First, I'm sure the answer to this question is a definitive "no". Windows has never been able to natively mount Linux filesystems. But I ran into a strange thing today:
I created a container in VeraCrypt (improved TrueCrypt clone) in Linux, and formatted its' filesystem as EXT4. A container in this respect is essentially a disk contained within a file. My intent was to store files/directories in it that have characters that are not possible in Windows. VeraCrypt warned that mounting the container in Windows would result in Windows not being able to recognize the filesystem without a proper driver, and prompting to format.
So, I installed VC and Ext2Fsd in Windows. Then I mounted the container after authenticating. To my surprise, Windows immediately assigned a drive letter to the volume within the container, and the contents are plainly visible in Explorer. I even right-clicked the drive letter and went to Properties, Windows clearly lists the filesystem as EXT4.
At first I thought Ext2Fsd might have assigned a drive letter, but the container doesnt appear as a disk in either Ext2Fsd or Disk Management.
I'm baffled, how is this possible? The only explanation I can think of is that either Windows 8.1 has native EXT4 mounting abilities, or Ext2Fsd assigned a letter but isn't showing me anything. Can someone possibly follow my steps to see if this can be duplicated? Can you also try with only VC but without installing Ext2Fsd?
Edit: I'm tempted to think that this is the work of VC (as of v1.17 or earlier), that it somehow has a EXT4 driver built into it that Windows can access:
As an example I cannot assign a drive letter to my Fedora root volume in Disk Management (which is a real volume on a real disk, not a VC container), but I can manually assign a letter to it with Ext2Fsd (and it appears as a volume there along with the correct size), only then can I access the contents.

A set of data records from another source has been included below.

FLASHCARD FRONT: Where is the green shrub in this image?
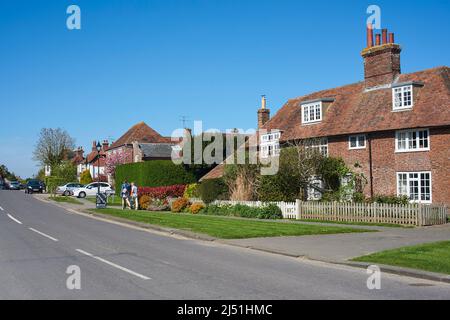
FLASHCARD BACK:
[183,183,199,199]
[198,179,228,204]
[44,176,68,194]
[115,160,196,193]
[172,198,189,212]
[80,170,92,185]
[201,204,283,219]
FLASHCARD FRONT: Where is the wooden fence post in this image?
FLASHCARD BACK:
[295,199,302,220]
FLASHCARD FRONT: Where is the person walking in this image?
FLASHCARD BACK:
[131,182,139,210]
[120,180,131,210]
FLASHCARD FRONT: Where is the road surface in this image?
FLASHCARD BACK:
[0,191,450,300]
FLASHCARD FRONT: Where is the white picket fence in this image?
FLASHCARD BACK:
[213,200,448,226]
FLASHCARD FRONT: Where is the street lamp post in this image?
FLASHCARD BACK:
[95,141,102,208]
[96,141,102,194]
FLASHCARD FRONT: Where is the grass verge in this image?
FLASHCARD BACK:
[90,209,373,239]
[353,241,450,274]
[49,196,84,205]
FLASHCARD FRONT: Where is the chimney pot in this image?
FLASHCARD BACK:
[381,29,387,44]
[375,34,381,46]
[261,95,267,110]
[367,23,373,48]
[389,32,395,43]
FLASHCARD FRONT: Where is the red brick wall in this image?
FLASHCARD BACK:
[328,127,450,205]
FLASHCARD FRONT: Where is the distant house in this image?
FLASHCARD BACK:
[105,122,178,181]
[80,140,109,182]
[44,147,86,180]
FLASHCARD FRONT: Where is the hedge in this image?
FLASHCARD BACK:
[138,184,186,200]
[115,160,196,194]
[197,178,228,204]
[200,204,283,219]
[44,176,66,194]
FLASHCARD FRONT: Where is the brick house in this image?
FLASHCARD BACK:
[80,140,109,182]
[105,122,178,182]
[202,28,450,205]
[258,28,450,204]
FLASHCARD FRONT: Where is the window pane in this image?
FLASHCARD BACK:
[398,173,408,196]
[358,136,366,148]
[420,173,431,201]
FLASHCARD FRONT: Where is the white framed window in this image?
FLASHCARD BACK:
[392,85,414,110]
[302,101,322,123]
[395,129,430,152]
[397,171,432,203]
[305,138,328,157]
[348,134,366,149]
[260,132,281,158]
[306,176,324,201]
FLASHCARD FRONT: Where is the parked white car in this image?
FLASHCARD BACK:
[56,183,84,196]
[72,182,114,198]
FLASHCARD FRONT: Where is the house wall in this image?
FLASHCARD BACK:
[328,127,450,205]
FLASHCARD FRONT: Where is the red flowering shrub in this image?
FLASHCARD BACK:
[172,198,189,212]
[138,184,186,200]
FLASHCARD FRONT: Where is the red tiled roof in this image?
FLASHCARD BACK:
[110,122,171,149]
[70,154,84,165]
[263,67,450,141]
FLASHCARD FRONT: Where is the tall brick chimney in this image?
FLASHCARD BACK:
[102,140,109,151]
[361,25,402,88]
[258,95,270,129]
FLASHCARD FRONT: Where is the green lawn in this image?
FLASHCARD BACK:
[49,196,83,205]
[90,209,373,239]
[353,241,450,274]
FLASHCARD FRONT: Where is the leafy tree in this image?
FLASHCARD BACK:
[80,170,92,184]
[33,128,75,169]
[52,160,77,183]
[0,164,19,181]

I thoroughly cleaned my PC of these 2 programs (both files and Registry), rebooted, then mounted the container in a portable copy of VeraCrypt. My PC was running in a so-called "shadow mode" via Shadow Defender, which is a software that transparently redirects all changes to a selected volume into RAM, any changes are gone after reboot. I got the same results outlined above, except this time Ext2Fsd wasn't present. The volume within the container doesn't appear in Disk Management, either as a disk or as a volume, and neither does the container, they also aren't listed in diskpart.